From Ginzburg-Landau theory we have

$\mu_0 H_{c2} = \frac{\hbar}{2 e \zeta(0)^2} \frac{T_C-T}{T_c} $

where $\mu_0 = 4 \pi \times 10^{-7} H/m$, $H_{c2}$ is the upper critical field of the sample, $\hbar$ is Dirac's constant and $T_c$ is the critical temperature. You can measure $H_{c2}$ as a function of temperature and fit your data to the above equation to find the coherence length $\zeta(0)$.

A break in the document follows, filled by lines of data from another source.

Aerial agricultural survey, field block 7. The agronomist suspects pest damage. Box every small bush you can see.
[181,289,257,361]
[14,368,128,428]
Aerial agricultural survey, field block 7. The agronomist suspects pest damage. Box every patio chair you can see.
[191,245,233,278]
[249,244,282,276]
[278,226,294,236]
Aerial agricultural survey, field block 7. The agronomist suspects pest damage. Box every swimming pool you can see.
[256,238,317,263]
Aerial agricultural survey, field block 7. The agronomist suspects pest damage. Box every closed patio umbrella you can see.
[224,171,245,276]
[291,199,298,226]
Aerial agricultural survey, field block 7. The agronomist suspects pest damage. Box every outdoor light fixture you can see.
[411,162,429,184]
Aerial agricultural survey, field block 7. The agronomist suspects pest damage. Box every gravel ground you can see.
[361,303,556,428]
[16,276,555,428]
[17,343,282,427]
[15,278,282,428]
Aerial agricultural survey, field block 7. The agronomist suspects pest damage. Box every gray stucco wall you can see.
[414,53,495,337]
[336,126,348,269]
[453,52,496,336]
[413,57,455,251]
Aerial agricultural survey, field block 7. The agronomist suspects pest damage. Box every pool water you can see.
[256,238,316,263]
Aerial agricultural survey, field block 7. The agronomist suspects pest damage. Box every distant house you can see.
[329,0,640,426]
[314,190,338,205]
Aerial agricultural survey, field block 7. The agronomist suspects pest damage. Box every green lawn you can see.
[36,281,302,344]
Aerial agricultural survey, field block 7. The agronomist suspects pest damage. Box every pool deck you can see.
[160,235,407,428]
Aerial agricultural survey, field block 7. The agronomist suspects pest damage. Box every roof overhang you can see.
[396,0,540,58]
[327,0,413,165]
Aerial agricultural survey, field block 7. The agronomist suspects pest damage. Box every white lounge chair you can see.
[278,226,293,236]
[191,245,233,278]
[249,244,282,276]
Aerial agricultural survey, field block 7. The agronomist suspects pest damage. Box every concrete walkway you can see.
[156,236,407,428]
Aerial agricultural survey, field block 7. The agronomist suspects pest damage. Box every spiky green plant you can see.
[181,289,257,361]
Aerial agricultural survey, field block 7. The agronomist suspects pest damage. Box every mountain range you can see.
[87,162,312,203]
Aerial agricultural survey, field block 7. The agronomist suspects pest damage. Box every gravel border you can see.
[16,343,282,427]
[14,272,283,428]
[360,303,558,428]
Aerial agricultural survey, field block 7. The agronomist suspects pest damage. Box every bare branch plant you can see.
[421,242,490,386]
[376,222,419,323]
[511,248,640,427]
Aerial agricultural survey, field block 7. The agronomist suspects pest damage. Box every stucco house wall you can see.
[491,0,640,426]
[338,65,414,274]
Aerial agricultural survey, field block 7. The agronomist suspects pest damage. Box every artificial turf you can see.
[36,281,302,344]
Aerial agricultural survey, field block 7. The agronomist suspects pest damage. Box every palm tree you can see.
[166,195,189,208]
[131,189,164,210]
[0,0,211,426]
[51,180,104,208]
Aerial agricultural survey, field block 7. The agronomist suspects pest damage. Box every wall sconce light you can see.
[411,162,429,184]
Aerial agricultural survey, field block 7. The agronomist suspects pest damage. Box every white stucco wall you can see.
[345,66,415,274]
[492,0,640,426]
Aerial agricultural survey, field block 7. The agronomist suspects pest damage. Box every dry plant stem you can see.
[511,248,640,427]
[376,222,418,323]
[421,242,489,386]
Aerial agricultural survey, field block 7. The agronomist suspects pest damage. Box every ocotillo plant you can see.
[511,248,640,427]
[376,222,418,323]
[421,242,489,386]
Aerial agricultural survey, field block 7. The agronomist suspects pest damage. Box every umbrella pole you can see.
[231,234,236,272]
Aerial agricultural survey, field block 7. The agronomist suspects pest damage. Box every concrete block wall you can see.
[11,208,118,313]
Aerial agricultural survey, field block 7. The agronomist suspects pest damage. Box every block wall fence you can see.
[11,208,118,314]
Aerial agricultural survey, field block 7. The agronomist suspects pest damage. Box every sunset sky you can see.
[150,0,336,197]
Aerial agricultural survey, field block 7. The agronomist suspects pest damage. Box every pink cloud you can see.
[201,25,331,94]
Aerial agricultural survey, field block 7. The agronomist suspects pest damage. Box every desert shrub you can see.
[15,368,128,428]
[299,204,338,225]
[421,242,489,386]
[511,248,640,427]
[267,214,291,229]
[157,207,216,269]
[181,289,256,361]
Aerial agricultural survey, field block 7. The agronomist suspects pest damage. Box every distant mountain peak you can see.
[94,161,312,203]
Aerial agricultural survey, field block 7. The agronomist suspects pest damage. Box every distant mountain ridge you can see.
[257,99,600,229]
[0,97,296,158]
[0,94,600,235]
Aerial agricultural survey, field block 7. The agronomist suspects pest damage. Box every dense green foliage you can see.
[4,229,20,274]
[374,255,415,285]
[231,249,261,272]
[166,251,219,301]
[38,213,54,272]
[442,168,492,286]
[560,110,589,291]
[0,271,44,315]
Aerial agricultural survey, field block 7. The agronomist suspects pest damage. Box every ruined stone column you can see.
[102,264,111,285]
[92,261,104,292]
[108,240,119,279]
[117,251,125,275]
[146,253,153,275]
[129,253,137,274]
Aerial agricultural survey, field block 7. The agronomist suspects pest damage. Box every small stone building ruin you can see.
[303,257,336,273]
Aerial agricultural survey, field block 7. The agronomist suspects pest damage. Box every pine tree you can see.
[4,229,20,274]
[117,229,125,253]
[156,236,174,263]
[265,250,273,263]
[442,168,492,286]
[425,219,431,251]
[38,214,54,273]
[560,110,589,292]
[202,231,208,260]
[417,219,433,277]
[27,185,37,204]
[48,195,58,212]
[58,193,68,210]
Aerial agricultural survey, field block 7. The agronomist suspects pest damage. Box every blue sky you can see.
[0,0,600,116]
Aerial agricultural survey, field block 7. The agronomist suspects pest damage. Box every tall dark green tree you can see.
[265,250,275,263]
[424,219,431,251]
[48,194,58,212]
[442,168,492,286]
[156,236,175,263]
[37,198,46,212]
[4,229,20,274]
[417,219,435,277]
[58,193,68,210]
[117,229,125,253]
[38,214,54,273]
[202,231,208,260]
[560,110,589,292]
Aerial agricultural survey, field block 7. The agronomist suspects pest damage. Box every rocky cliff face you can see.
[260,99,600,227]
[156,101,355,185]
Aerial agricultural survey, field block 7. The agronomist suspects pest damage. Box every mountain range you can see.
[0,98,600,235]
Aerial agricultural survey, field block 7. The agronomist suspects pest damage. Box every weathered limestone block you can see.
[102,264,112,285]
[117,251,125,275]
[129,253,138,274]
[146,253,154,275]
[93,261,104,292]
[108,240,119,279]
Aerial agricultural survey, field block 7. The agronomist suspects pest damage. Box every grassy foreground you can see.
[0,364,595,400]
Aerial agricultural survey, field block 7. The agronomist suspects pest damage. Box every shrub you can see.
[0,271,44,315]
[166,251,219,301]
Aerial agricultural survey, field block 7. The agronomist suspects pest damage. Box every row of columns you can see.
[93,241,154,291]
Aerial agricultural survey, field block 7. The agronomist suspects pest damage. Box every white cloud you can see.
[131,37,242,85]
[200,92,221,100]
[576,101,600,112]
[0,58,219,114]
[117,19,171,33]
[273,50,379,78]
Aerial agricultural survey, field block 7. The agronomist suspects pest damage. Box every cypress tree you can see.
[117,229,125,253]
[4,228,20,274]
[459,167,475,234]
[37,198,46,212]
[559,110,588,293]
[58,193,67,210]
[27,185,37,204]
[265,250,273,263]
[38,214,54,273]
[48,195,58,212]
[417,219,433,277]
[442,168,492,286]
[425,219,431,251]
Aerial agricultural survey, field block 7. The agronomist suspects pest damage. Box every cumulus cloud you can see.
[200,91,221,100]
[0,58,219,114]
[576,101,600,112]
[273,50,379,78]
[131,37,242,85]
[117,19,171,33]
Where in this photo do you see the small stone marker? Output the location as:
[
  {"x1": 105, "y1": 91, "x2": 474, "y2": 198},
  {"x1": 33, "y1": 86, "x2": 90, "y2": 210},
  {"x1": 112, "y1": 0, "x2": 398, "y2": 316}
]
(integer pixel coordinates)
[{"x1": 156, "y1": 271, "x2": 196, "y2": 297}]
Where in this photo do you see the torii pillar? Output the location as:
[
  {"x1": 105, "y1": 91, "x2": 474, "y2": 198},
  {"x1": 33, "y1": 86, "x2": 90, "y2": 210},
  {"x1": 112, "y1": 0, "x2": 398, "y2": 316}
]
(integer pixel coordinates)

Ref. : J.F. Annett, Superconductivity, Superfluidity and Condensates, Oxford UP,2004


I think it is important to distinguish between the different length scales that are used in superconductivity. One can distinguish three fundamental length scales in superconductivity:

  • London penetration depth $\lambda_L (T)$: the typical distance it takes to screen the magnetic field inside a superconductor.
  • Coherence BCS length $\xi_0$: characterizes the length scale over which the correlation between the electrons in a Cooper pair is active. It is the typical size/diameter of a Cooper pair (BCS theory)
  • Ginzburg-Landau (GL) coherence length $\xi_{GL}(T)$: gives the minimal distance over which the superconducting order parameter can vary (Ginzburg-Landau theory)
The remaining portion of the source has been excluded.